Sebelum ia bisa selesai, seorang pelayan tiba-tiba mendatangi: “Cahaya di ruang baca Tuan sepertinya menyala, mungkin ia masih belum tidur dan sedang mengimbangi buku-buku di ruang bacanya?”
Gong zi langsung menanyakan: “Dimana ruang bacanya?”
Feng Cai Cai berbalik: “Aku akan membawamu ke sana.”
***
Halaman kecil itu sunyi, dan salah satu cahaya kamarnya memang menyala dan itu menyala terang ke jendela kertasnya.
“Ayah! Ayah!”
Feng Cai Cai pertama mengetuk pintunya, sebelum ia langsung berubah menggedor pintunya dengan kedua tangan, “Ayah! Kita kedatangan tamu terhormat, keluarlah!”
Tak ada jawaban dari dalam.
Semuanya saling berpandangan dengan cemas.
Feng Cai Cai juga bingung, kemudian ia lanjut menendang pintunya terbuka: “Ayah!”
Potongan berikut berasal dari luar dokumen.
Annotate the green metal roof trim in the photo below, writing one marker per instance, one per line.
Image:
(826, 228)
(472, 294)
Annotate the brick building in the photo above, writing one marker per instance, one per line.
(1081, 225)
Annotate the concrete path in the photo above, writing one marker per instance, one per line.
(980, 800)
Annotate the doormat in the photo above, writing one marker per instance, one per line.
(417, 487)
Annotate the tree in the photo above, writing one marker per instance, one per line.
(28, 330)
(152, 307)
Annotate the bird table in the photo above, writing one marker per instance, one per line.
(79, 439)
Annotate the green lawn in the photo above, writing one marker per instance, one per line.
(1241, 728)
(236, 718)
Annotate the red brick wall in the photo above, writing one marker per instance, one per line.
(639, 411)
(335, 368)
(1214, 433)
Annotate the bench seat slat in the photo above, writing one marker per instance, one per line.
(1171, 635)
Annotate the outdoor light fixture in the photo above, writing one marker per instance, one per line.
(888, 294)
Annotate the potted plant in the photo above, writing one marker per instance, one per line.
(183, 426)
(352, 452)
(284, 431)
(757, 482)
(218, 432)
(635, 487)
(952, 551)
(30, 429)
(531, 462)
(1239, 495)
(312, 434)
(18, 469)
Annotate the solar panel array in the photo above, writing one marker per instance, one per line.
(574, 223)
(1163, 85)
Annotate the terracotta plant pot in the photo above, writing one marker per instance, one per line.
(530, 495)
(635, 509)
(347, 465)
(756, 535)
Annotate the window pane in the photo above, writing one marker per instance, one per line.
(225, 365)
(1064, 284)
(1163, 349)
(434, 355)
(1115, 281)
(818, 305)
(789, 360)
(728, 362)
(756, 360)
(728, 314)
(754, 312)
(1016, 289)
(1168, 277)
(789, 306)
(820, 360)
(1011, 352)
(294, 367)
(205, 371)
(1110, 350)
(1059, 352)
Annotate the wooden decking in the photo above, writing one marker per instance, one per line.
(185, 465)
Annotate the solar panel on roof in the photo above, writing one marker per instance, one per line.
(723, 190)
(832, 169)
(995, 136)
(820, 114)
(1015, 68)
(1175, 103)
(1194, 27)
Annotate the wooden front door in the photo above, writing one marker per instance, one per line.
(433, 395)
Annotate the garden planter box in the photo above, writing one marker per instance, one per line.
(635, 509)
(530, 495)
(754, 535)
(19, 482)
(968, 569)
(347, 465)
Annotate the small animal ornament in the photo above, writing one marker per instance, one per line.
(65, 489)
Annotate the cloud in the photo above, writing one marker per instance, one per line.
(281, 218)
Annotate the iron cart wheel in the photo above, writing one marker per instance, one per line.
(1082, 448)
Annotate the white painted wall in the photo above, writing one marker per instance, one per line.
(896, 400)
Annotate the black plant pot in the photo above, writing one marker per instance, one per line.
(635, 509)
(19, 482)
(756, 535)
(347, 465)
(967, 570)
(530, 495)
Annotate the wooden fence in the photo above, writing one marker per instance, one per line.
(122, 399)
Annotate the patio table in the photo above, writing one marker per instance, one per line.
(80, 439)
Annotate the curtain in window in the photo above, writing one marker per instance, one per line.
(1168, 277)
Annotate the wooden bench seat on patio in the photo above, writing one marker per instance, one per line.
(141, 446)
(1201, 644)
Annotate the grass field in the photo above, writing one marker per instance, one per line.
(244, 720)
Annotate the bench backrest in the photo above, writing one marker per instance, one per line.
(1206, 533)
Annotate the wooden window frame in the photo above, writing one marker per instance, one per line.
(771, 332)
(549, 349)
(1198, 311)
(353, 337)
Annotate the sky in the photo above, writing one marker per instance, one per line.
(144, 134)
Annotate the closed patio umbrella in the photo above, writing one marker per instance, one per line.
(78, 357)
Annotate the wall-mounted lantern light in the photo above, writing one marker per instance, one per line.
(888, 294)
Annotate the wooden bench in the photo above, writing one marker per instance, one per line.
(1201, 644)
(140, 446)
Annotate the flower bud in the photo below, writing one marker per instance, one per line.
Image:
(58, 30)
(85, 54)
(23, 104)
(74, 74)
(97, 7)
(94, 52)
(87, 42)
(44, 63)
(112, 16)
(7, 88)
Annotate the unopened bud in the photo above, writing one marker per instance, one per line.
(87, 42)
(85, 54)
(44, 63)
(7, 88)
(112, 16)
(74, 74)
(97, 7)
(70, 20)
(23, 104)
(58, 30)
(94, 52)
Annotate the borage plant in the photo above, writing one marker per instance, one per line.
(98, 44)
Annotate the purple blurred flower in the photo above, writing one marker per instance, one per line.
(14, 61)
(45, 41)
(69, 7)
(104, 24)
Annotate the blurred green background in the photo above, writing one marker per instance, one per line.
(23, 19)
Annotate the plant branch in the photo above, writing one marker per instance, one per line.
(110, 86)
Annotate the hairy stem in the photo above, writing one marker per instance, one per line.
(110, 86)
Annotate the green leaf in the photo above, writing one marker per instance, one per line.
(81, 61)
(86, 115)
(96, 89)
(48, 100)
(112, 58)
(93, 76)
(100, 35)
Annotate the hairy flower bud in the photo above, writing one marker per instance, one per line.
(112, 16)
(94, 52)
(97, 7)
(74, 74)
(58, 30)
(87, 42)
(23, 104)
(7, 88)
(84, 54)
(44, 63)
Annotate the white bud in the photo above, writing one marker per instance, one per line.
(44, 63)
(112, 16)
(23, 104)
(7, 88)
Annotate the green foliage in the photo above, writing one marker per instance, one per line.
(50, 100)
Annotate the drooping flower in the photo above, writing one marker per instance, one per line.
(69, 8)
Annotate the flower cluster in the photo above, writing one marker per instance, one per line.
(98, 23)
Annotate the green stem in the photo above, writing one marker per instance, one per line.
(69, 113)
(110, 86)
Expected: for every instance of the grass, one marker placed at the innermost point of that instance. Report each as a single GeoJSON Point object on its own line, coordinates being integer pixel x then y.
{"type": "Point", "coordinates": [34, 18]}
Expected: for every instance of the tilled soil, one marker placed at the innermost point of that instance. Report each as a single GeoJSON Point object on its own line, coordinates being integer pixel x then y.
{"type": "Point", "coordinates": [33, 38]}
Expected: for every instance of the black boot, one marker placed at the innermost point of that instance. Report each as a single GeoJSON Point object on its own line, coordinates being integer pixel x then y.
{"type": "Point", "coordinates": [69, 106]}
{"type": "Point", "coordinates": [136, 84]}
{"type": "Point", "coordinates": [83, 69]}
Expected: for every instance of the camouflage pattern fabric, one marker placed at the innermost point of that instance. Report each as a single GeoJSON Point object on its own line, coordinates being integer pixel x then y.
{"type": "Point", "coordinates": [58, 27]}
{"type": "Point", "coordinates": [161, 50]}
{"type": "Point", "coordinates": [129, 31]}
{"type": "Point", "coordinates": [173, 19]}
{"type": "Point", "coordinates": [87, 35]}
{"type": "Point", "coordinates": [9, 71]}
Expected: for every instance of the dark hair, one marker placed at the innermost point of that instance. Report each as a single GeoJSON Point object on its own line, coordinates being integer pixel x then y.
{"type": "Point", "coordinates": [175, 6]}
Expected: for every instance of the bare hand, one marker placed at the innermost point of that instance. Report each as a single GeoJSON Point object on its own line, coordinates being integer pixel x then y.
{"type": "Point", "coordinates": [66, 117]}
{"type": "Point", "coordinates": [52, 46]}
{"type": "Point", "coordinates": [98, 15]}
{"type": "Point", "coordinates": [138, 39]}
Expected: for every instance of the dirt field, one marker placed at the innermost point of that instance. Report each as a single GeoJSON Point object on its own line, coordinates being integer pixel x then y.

Setelah teriakan ini, ia membeku. Kursi di depan meja panjang yang sempit itu kosong dan tak ada siapa pun di dalam ruangan. Ia menciptakan embusan angin selagi ia berjalan melalui pintu dan lampu yang ada di salah satu ujung meja berkedip selagi apinya melompat.
Feng Cai Cai menyalahkan pelayan itu: “Ia tidak ada di sini, siapa yang menyalakan lampunya!”
“Mana kutahu?”
Pelayan itu mengeluh saat ia berjalan mendekat untuk memadamkan apinya. Ia baru saja mengambil beberapa langkah ketika ia jadi tidak bergerak, seolah-olah ia sudah mengakar di tanah. Tatapannya terpaku ke arah tertentu.
Feng Cai Cai jadi tidak sabar: “Berhentilah berlama-lama!”
Pelayan itu menunjuk ke sudut selagi ia menggagapkan: “Tu-Tuan!”
Menyadari bahwa ada sesuatu yang tidak beres, semuanya memadati ruangan itu.
Ada satu orang di pojok.
Satu-satunya perbedaannya adalah bahwa orang ini terbalik dan kakinya dipaku ke dinding dengan sepasang paku besi besar. Ia kelihatan berumur empat puluhan lebih dan matanya terbuka lebar, dengan lebih banyak rambut putih ketimbang hitamnya. Ia memasang ekspresi aneh di wajahnya, dan ditambah dengan posisinya yang aneh, ia tampak seperti sedang meledek.
Feng Cai Cai pulih dari keterkejutan dan menjerit selagi ia bergegas ke arahnya: “Ayah!”